Michael Abraham
I don’t know about you, but the brouhaha between the Montgomery County Board of Supervisors and the Blacksburg Town Council over the sale of the “old” Blacksburg High School property has me flummoxed.
Why can’t the sides come together?
Here’s the background as I understand it. The high school on Patrick Henry Drive was constructed in the mid-1970s. From the beginning, due to problems with poor site selection and preparation, and overall shoddy workmanship, the building had the structural integrity of Swiss cheese and all the design charm of a penitentiary. I’m guessing the design architect is now in an asylum somewhere.
Anyway, after a snowstorm seven years ago, the gymnasium roof collapsed. Miraculously, no lives were lost, but the building’s life effectively ended that day. Spendthrift ways back then strapped us with higher costs later.
Teachers, staff and students, of not only the high school but the middle school, then faced two years of disruption, including attendance at 70-plus year old schools in Christiansburg, as a replacement high school was built at a larger site near the multi-school complex on Prices Fork Road. All’s well that ends well.
Except…
Except there’s the matter of the old, crippled building and the site upon which it sits. Here’s where things get prickly.
Virginia has an odd municipal structure whereby cities are completely independent but towns are semi-autonomous. What this means is that cities provide their citizens a range of services including police, rubbish collection, fire, rescue, recreation, planning and for our discussion, notably, schools, but towns share some services with the counties that encompass them.
In this case, for the most part, the town of Blacksburg provides every amenity listed except schools; its seven schools (BHS, BMS, and five elementary schools) are owned and managed by Montgomery County. Those of us who live in town pay taxes to both entities.
With over 42,000 residents, Blacksburg is the most populous town in the state (with Leesburg close behind). But 25 cities across the commonwealth have fewer people than Blacksburg and manage their own schools. Blacksburg considers this option from time to time.
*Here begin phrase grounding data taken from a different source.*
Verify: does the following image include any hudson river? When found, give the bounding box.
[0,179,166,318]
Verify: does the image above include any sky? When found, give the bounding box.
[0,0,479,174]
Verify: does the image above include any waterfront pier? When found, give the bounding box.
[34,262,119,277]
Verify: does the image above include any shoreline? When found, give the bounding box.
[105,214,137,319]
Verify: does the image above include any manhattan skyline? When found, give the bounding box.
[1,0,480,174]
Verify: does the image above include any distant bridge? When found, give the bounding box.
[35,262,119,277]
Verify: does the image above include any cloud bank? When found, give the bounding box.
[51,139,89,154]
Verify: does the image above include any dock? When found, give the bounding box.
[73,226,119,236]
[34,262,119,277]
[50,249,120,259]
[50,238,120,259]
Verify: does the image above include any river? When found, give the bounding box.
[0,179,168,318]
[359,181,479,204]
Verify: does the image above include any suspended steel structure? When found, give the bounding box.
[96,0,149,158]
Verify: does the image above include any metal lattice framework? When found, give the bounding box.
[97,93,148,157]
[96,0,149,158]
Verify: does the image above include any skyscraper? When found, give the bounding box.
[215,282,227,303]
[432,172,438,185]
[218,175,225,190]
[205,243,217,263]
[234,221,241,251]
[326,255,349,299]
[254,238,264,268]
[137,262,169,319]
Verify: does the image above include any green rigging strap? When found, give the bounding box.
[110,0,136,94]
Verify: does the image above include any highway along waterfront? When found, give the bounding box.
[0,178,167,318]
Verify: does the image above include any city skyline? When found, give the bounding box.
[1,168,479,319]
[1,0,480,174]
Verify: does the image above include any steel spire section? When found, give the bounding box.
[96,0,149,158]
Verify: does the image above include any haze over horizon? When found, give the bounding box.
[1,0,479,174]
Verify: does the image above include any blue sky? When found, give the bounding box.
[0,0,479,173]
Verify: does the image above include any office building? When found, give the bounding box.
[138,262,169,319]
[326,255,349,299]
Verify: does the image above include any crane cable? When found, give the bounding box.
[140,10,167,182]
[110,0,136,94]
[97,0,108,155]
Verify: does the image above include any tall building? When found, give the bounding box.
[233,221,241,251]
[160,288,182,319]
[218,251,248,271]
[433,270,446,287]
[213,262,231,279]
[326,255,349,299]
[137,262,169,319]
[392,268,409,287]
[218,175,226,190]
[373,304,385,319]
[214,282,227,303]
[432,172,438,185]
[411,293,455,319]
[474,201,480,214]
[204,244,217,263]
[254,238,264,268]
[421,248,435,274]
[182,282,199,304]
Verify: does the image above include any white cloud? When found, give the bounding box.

Almost from the collapse of the gym, Blacksburg has maintained that should the county ever wish to sell the property, Blacksburg would like to purchase it, keeping it in public use. The devil is in the details; in this case, the price and responsibility for demolition.
Each party has hired reputable appraisal firms to attempt to assess the true market value. With all due respect to my friends in the appraisal business, determining the value on this unique property is at best a black art.
The county set the price at $3 million, whereas the town offered $2.0 million, plus the town would be strapped with demolition costs, estimated around $1.4 million. (As a frame of reference, the county spent $63 million on the new high school.)
As a resident of Blacksburg, this money seems to want to come from out one of my pockets into the other. Everybody in Blacksburg is in Montgomery County, but not everybody in Montgomery County is in Blacksburg.
This truth has created conflicts in the two governing boards, which now seem to be treating each other as hostile, competitive foreign powers, rather than mutually dependent entities.
Blacksburg’s stated position is its willingness to purchase the land at a fair price and keep it in public use; possibly “banking” it for a time when population growth might dictate that another school is needed.
This makes imminent sense to me, as growing pains under Virginia Tech’s ambitious expansion plans are already emerging, and procuring a suitably large property for a new school later will be exceedingly expensive.
I’ve long been studying why some communities are successful and others are not; in fact, my new book is about that. Key is the decisions of not only the business communities but the governance as well.
Words like cooperative, visionary, reality-based, diverse and innovative characterized the successful communities, whereas antagonistic, shortsighted, myopic, homogenous and unimaginative characterized the unsuccessful ones.
Communities that host colleges, especially research universities, invariably fare better than those that don’t. As Virginia Tech goes, so goes Blacksburg and so goes Montgomery County. Denying the growth Tech will foster is improvident and ultimately counterproductive.
As taxpayers, we entrust our local officials to make sound financial decisions and to work cooperatively and in good faith. But we also expect them to be farsighted, not penny wise and pound foolish, and to not make decisions that will cost the next generation more in the future. Blacksburg has put forth a reasonable, fair offer; let’s move forward with it.
After all, someday the county may need that land, or other town-owned land, for its next school. When the shoe is on the other foot, maybe cooperation from today will be remembered.
(Editor’s note: Earlier this week, in a letter to Montgomery County Board of Supervisors Chair Chris Tuck, Blacksburg Mayor Ron Rordam increased the town’s offer to $2.75 million.)
— Michael Abraham is a businessman and author. He was raised in Christiansburg and lives in Blacksburg.